The shamash did not answer all the questions put to him, nor did he tell all that he had seen. Not everything needs to be told, and what is told does not always need be spelled out in detail, unless doing so serves some purpose such as bringing people to repentance. The punishment for a sin of this kind must be spelled out, but not necessarily for others. The sages have already told us what is good and what God requires of us, and we, the people of Israel, do try to fulfill what our Creator desires. But in every generation something arises that weakens our ability to perform the commandments, especially a commandment that is necessary for that particular generation. Had God not opened our eyes to this, we would never have survived. Sometimes He makes it known through an event, and sometimes He only gives us a hint; sometimes it is obvious and sometimes we have to figure it out. The illustrious and excellent Rabbi Moshe went to Gehinnom for the sole purpose of freeing his young relative from the chains of her agunah status, and he took the shamash along with him only to light the way with his lantern. Yet in the end the warrant for her release came from elsewhere, and as for the shamash, he told us what he found, including the punishment those who commit this sin receive after they die. Let not this account of sin and punishment become simply a story, a story that one hears for the sheer pleasure of it. Such pleasure has been the downfall of many. But there are many kinds of pleasure, and happy is the one whose pleasure brings him edification and whose edification is his pleasure.

26

Thus did Buczacz come to understand what we see every day: a man does something good for his fellow and nevertheless is punished. Here was an old man who saved a Jew from Gehinnom and they tried to deprive him of his livelihood and dismiss him from his position. By describing the punishment for a transgression that, because of the proliferation of our sins, has tripped up many, including scholars who are supposed to be exemplars, the shamash did a service for many more people than the one he tried to help. The fact is that there are many in this world who appear to be righteous, but in the next one, where truth reigns, they are accounted as absolute sinners, as the shamash saw that night he visited Gehinnom. But now let us take leave of such spurious tsadikim and return to our story.

Buczacz made amends with the shamash. Some did it with words and some with deeds. The first to reconcile with him was, appropriately, the leading light of the community, the father-in-law of the man the shamash had thrown out of the beit midrash for talking during the Torah reading. It is a tribute to the wealthy men of Buczacz that their money does not blind them to the truth and does not fool them into thinking that because they are rich they can dictate what the truth is or what they want it to be. On the contrary, they accept the truth no matter what its source and acknowledge it as the supreme attribute, the virtue personified by the patriarch Jacob, as it is written, You will ascribe truth to Jacob. The magnate made amends with the shamash with more than words; he sent him a flask of raisin wine sufficient for kiddush and havdalah for several Sabbaths.
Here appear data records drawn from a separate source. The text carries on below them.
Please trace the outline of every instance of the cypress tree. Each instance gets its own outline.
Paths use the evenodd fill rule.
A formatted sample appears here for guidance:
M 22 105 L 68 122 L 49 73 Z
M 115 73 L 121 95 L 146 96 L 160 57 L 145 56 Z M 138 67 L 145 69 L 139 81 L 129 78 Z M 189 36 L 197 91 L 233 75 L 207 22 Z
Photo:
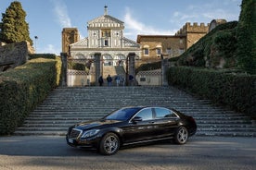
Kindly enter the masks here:
M 30 38 L 29 24 L 26 22 L 26 12 L 19 1 L 14 1 L 2 13 L 0 23 L 0 41 L 7 43 L 28 41 L 32 45 Z
M 237 25 L 237 65 L 256 74 L 256 0 L 243 0 Z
And as with the father-in-law, so, too, did the son-in-law, with anguish and deep remorse, beg forgiveness from the shamash for the embarrassment the beit din had caused him. Then in turn came the pious men and the rest of the congregation. Some wanted to forget the angry words they had spoken about dismissing him from his position; some said they really hadn’t said what they said; some belittled the whole act of talking, some praised the virtue of silence. Since they had not yet learned to curtail their words, they waxed verbose both in praise of silence and in belittlement of speech.